Until now, most facilities have used a time-consuming, manual process to alert authorities and clear certain rooms and spaces during an emergency.
But new technology often found in K-12 settings is now migrating into high-rise offices, allowing facilities the ability to inconspicuously send an alert to the right people about an emergency or incident by using two-way communication and real-time graphic representation of each floor’s individual floorplan.
How it Works
These crisis lockdown alert status systems provide real-time information for both onsite security/facilities personnel and offsite emergency personnel through the use of two-way chat, e-mail, and text messaging. Dynamic graphical maps also provide real-time situation status by using colors to indicate conditions ranging from “safe/secure” to “crisis condition.”
These real-time status updates aid first responders with response and deployment. Thanks to the graphical maps that direct them to areas within the building where the situation is occurring, first responders already know what’s happening – and where to go – by the time they arrive on the scene.
Once a threat is identified, an alert can be sent with just the push of a button from a tenant’s computer, smartphone, tablet, or any other device with an internet connection. Security personnel can place the tenant space into lockdown, evacuate, shelter, or all-clear status.
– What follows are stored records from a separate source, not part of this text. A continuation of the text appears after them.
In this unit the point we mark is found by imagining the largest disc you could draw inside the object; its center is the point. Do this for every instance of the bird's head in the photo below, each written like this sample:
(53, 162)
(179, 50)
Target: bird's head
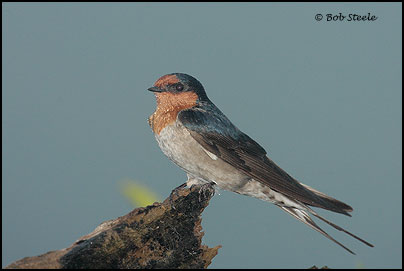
(179, 86)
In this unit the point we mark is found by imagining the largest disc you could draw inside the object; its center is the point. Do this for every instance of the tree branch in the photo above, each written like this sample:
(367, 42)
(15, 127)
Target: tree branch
(162, 235)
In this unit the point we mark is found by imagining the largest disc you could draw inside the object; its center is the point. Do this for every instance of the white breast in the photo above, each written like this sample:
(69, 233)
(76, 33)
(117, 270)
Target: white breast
(178, 145)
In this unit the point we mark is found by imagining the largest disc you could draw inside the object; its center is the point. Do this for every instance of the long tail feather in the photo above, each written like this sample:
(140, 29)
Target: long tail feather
(339, 228)
(306, 219)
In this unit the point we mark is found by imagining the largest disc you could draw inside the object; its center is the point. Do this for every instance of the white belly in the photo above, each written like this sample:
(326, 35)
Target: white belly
(178, 145)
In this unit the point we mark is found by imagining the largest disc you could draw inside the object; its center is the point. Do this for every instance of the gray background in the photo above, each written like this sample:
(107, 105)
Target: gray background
(323, 98)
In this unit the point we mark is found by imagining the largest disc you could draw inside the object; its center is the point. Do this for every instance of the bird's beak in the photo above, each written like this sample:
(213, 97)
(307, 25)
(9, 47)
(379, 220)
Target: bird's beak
(155, 89)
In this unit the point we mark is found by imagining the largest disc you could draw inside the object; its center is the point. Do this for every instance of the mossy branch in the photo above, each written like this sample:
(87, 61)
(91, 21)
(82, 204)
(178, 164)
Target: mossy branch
(162, 235)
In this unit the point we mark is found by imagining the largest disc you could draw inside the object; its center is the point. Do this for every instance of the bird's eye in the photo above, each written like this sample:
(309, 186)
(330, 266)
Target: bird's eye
(179, 87)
Alerts can also be sent by security personnel and first responders to tenants. Two-way communication between security, tenants, and law enforcement is handled silently, and all in real-time.
This type of communication means that the intruder or active shooter won’t know what’s being said (or who’s saying it). An audit trail will also be left behind after the incident or crisis is over, which can be helpful if questions arise later.
Providing Another Layer of Security
When 505 Eighth Avenue, a 25-story building in the Garment District of Manhattan, was looking for a way to provide an additional layer of security during crisis events and incidents, Neal Garelik, CEO of Excel Global Security, suggested a crisis lockdown alert status system to Allen Gurevich, managing director at Newmark Grubb Knight Frank.
Gurevich realized the benefits of having a cost-effective, panic-lockdown solution in place that notifies security and law enforcement whenever there’s an emergency in a tenant space.
As a result, 505 Eighth Avenue will be the first high-rise to integrate this type of emergency communications technology. The system can be monitored remotely, administering access to the premises and displaying live feeds from security cameras.
“Getting a handle on crisis situations in our properties is on the mind of every employee, tenant, and building manager and owner,” says Gurevich. “This technology is secure, easy to install, and operates as a standalone or integrated system by adding it to the building’s existing network infrastructure. We like the scalability and flexibility of the solution as it provides real-time visibility when every second counts, and protects what we value most.”
The system can also interface paging and mass notification systems, and trigger preprogrammed announcements and messages, and link video and CCTV for additional visibility.
“We are committed to having our tenants come to work and feel safe. We want to reduce the time to notify law enforcement and provide critical information should a crisis or incident arise,” says Gurevich.